As a young person, I find such a video degrading to suggest my political philosophy is as whimsical as sexual attraction or that sex should be used as method of political persuasion.

How Americans obtain and pay for health care is an important topic that deserves open and honest debate about the real costs of adding hundreds of pages to the law books.

It's too bad that Rock the Vote is probably encouraging young people to disengage from this important debate because it's over-the-top desperate attempt to garner support for an unpopular bill.
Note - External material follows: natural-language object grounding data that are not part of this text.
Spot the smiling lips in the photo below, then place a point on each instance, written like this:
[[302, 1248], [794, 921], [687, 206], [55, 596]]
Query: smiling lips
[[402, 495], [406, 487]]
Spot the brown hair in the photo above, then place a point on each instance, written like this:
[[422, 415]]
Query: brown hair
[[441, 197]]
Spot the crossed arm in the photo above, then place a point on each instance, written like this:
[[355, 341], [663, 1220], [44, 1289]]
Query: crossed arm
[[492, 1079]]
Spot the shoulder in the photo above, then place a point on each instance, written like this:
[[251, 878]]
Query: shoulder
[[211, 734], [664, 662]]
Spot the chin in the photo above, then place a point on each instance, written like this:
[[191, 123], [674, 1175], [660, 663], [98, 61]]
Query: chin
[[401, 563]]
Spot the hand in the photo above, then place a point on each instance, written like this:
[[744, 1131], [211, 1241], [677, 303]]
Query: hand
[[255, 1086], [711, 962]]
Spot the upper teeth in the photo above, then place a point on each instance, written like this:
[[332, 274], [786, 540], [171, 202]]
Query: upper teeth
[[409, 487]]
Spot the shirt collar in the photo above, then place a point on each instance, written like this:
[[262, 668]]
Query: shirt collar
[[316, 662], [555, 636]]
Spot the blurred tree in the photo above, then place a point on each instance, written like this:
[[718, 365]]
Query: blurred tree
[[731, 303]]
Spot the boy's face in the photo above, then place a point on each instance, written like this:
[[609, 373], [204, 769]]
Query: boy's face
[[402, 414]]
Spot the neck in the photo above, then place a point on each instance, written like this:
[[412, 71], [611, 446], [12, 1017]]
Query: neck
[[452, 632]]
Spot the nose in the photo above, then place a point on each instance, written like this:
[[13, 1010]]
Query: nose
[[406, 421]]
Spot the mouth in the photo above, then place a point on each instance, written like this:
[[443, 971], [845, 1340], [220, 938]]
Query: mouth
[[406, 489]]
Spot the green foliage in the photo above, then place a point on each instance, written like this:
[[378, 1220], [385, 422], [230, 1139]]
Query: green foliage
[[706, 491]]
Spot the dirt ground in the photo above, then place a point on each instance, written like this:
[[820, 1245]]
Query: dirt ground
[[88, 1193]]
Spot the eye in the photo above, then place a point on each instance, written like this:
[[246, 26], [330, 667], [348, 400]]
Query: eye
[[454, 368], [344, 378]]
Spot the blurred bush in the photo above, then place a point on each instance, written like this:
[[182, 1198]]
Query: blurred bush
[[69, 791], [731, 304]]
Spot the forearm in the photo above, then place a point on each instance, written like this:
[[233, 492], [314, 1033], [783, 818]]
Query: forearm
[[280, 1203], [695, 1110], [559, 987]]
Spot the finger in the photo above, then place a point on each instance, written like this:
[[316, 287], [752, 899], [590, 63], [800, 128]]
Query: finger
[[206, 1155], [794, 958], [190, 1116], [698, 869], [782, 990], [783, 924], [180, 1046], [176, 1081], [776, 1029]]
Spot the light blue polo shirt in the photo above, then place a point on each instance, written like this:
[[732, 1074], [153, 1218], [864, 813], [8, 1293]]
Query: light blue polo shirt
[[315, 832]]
Dick Morris points to a study by Oliver Wyman that suggests that the proposed health care reforms will increase premiums for young people by as much as 35 percent.

He writes:
"These increases will stem from the bill's provisions that bar insurance companies from raising rates on sick people and from excluding people based on pre-existing conditions. Both of these mandates will mean higher costs for the younger and healthier population. This bill is, in effect, a tax on the young."
Instead of engaging young voters on the topic, Rock the Vote reveals how weak the Obama/Reid/Pelosi health-care-reform bill really is in terms of helping reduce the inflated costs of health and medical care in America.

I think more young people would engage in politics if they weren't treated like sheep. People respond to expectations...

We need more intelligent discussions about what can be done to help improve our current system, which happens to be better than any system in the world.

For example, why aren't we looking at how the Federal Reserve Banks' "lending" affect health care costs?